Spretnak's otherwise fine historical account is slightly skewed because the counterculture is assessed from a somewhat narrow California perspective. The resistance movement of the '60s was a powerful international movement that included not only Berkeley's Free Speech Movement and the psychedelic art and music of San Francisco but also the civil rights marches, the Prague Spring, the May '68 student uprising in Paris, the theater of Peter Brook and the films of Michelangelo Antonioni and Jean-Luc Godard. The definitive history of the '60s still needs to be written.
The current challenges to the lack of connectedness and consequent alienation of modern society are manifest, according to Spretnak, in the resurgence of three aspects of "the real." One is the new understanding of the unity of body and mind that is emerging in the life sciences as well as in the widespread practice of alternative, or complementary, medicine. The second aspect is the view of all living systems, including the planet as a whole, as being creative and self-organizing, a view that is being developed in the new science of complexity. The third is the rediscovery of the importance of community and a sense of place by numerous grass-roots movements. According to Spretnak, this resurgence of body, nature and place represents a resounding rejection of modernity's view of "the body as nothing but a biological machine, the biosphere and cosmos as nothing but a predictable, mechanistic clockwork, and place as nothing but background scenery for human projects."
Spretnak's discussion of currently emerging scientific concepts is remarkably lucid and accurate. Three minor errors, however, have crept into her narrative. John Bell did not devise a series of experiments that revealed unsuspected "nonlocal connections" in the quantum world. He predicted this nonlocality on the basis of a theoretical argument, now known as "Bell's theorem." The first experiments that confirmed Bell's prediction were carried out more than 10 years later.
Second, the consequences of chaos theory are radical not because the theory uses nonlinear equations to model stochastic (i.e. random) dynamics but because the seemingly random behavior occurs in systems described by deterministic equations.
Finally, the mechanistic theory of evolution that is being replaced by a more subtle systemic view is not Darwinism but neo-Darwinism.
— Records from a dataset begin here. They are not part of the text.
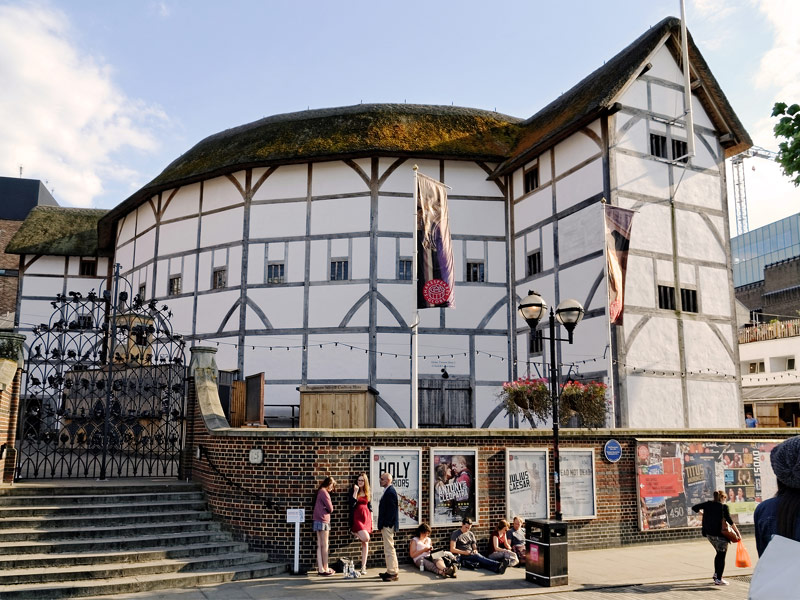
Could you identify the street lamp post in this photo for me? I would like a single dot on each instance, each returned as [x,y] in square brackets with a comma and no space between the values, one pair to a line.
[569,313]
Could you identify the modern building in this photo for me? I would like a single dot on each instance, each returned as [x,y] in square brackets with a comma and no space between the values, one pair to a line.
[287,243]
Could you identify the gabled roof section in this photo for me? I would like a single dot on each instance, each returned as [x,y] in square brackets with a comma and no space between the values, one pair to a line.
[597,93]
[59,231]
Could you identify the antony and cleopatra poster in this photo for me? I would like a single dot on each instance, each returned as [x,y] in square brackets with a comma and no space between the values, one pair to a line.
[675,475]
[404,464]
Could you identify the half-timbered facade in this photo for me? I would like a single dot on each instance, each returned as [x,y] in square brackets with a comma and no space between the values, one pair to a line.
[288,243]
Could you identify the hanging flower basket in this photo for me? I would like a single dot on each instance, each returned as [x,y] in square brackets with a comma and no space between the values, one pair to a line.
[587,401]
[527,397]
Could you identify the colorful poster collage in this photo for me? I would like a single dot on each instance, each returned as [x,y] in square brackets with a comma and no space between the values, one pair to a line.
[526,483]
[674,475]
[405,466]
[454,484]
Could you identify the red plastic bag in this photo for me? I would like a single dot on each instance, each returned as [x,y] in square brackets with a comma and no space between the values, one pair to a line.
[742,556]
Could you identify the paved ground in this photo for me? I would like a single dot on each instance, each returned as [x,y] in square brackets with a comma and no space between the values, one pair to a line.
[659,572]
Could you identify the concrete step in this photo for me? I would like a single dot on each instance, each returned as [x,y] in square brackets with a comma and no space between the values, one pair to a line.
[123,570]
[61,511]
[65,559]
[143,583]
[112,543]
[100,520]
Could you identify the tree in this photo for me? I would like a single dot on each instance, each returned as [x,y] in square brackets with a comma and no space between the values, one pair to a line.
[789,128]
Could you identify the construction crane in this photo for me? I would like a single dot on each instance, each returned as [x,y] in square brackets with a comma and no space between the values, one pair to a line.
[739,189]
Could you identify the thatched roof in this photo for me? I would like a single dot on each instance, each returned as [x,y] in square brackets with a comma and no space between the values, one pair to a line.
[599,91]
[57,230]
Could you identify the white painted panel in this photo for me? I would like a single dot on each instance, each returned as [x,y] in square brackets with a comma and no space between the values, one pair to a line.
[695,239]
[402,179]
[219,192]
[283,306]
[496,267]
[475,217]
[714,402]
[328,304]
[185,202]
[467,178]
[654,400]
[395,214]
[178,237]
[699,189]
[635,95]
[336,178]
[580,233]
[576,149]
[639,288]
[255,263]
[643,176]
[145,247]
[360,267]
[338,362]
[714,292]
[340,215]
[295,268]
[580,185]
[387,258]
[222,227]
[289,181]
[277,220]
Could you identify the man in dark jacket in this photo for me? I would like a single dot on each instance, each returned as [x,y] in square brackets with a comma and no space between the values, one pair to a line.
[388,523]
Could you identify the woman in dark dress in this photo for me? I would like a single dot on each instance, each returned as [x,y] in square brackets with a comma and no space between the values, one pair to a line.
[714,511]
[361,516]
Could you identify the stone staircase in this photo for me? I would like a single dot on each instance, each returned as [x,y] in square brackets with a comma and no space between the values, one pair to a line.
[67,539]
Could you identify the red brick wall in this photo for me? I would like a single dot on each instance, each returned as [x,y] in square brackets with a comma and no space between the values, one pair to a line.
[296,460]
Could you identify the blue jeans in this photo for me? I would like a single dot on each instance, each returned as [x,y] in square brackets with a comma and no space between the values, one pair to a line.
[479,560]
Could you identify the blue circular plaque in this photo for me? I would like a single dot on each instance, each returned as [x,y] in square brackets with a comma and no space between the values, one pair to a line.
[612,450]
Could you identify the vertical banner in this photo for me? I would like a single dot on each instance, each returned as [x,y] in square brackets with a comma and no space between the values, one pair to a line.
[454,485]
[526,483]
[405,467]
[618,236]
[435,274]
[578,497]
Unfortunately, this is a widespread confusion. Darwin's central insight that all forms of life have emerged from a common ancestry by a continuous process of variations, followed by natural selection, is accepted by all serious scientists today. What is mechanistic is the neo-Darwinist dogma that the variations arise exclusively from random genetic changes (mutations).
In spite of these quibbles, I tremendously enjoyed reading "The Resurgence of The Real." Written with great fluency, carefully researched and richly annotated, this is a superb book. Challenging and engaging on every page, it is a book I can wholeheartedly recommend to everyone concerned with the fundamental problems of our time and interested in "the big picture"--the decline of an outdated paradigm and the emergence of the postmodern, ecological vision of reality that will be crucial for the survival of humanity in the 21st century.